From the Office of U.S. Senator Dick Durbin
[WASHINGTON, D.C.] – Assistant Senate Majority Leader Dick Durbin (D-IL) will chair a hearing on the Mexican drug war tomorrow, TUESDAY, March 17th, 2009 at 10:30am. The hearing will be held in room 226 of the Dirksen Senate Office Building in Washington.
The hearing, Law Enforcement Responses to Mexican Drug Cartels, is the first Senate hearing on the issue and will examine all sides of the ongoing and bloody drug war on America’s southern border including the alarming flow of drugs, guns and bulk cash across the U.S.-Mexico border. The hearing will also discuss initiatives to stem that flow.
According to a recent Justice Department report, Mexico-based drug trafficking organizations represent “the greatest organized crime threat to the United States.” Mexico-based drug trafficking organizations are notoriously violent and well armed; over 6,000 people died in drug-related violence in Mexico last year. These criminal organizations control drug distribution and trafficking in many U.S. cities and have had a severe impact in border states and other parts of the country.

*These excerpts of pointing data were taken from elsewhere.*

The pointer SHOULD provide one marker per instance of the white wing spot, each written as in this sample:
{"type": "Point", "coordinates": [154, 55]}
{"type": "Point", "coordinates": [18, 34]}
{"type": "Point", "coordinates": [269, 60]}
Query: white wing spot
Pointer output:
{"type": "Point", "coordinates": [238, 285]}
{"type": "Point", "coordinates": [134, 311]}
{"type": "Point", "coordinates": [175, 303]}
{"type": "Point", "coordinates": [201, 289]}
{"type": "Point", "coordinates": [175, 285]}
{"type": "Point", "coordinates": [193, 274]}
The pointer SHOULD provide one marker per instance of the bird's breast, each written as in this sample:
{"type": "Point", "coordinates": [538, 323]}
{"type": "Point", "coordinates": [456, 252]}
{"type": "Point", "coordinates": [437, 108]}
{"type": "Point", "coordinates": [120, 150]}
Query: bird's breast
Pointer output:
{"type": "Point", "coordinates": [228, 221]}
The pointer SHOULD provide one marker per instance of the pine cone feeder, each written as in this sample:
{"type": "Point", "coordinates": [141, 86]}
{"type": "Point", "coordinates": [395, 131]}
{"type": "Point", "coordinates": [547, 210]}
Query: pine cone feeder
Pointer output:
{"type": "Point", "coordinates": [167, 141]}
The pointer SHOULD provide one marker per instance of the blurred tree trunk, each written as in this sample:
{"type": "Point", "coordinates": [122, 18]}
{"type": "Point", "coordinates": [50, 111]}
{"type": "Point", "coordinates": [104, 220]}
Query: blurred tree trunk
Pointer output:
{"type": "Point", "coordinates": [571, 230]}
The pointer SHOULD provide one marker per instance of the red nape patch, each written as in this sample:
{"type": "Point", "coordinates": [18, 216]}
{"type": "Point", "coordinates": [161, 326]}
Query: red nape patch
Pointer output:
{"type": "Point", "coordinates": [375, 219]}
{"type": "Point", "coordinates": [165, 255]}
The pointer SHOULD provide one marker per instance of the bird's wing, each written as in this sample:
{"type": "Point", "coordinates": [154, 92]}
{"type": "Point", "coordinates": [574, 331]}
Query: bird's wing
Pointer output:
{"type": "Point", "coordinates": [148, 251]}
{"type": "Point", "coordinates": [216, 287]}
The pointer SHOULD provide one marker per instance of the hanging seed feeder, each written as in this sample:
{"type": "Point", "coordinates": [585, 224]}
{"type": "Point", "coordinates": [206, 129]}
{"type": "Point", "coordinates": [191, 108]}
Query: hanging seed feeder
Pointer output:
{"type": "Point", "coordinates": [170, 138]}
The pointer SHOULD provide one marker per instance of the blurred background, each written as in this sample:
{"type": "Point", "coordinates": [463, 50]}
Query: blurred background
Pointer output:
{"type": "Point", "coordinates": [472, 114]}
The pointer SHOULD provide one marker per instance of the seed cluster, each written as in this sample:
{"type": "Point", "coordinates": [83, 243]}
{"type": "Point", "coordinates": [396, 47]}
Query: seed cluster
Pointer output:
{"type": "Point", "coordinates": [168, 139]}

Testifying at the hearing will be: William Hoover, Assistant Director for Field Operations, Bureau of Alcohol, Tobacco, Firearms and Explosives; Anthony P. Placido, Assistant Administrator and Chief of Intelligence, Drug Enforcement Administration; Kumar Kibble, Deputy Director, Office of Investigations, Immigration and Customs Enforcement, Department of Homeland Security; Terry Goddard, Arizona Attorney General; Denise Eugenia Dresser Guerra, Professor at the Instituto Tecnológico Autónomo de México and contributing writer to the Los Angeles Time; and Jorge Luis Aguirre, Journalist who fled Ciudad Juárez after receiving death threats and is in hiding in El Paso, Texas.
The hearing will be held jointly before the Senate Judiciary Crime and Drugs Subcommittee and the Senate Caucus on International Narcotics Control. Senator Dianne Feinstein will co-chair the hearing.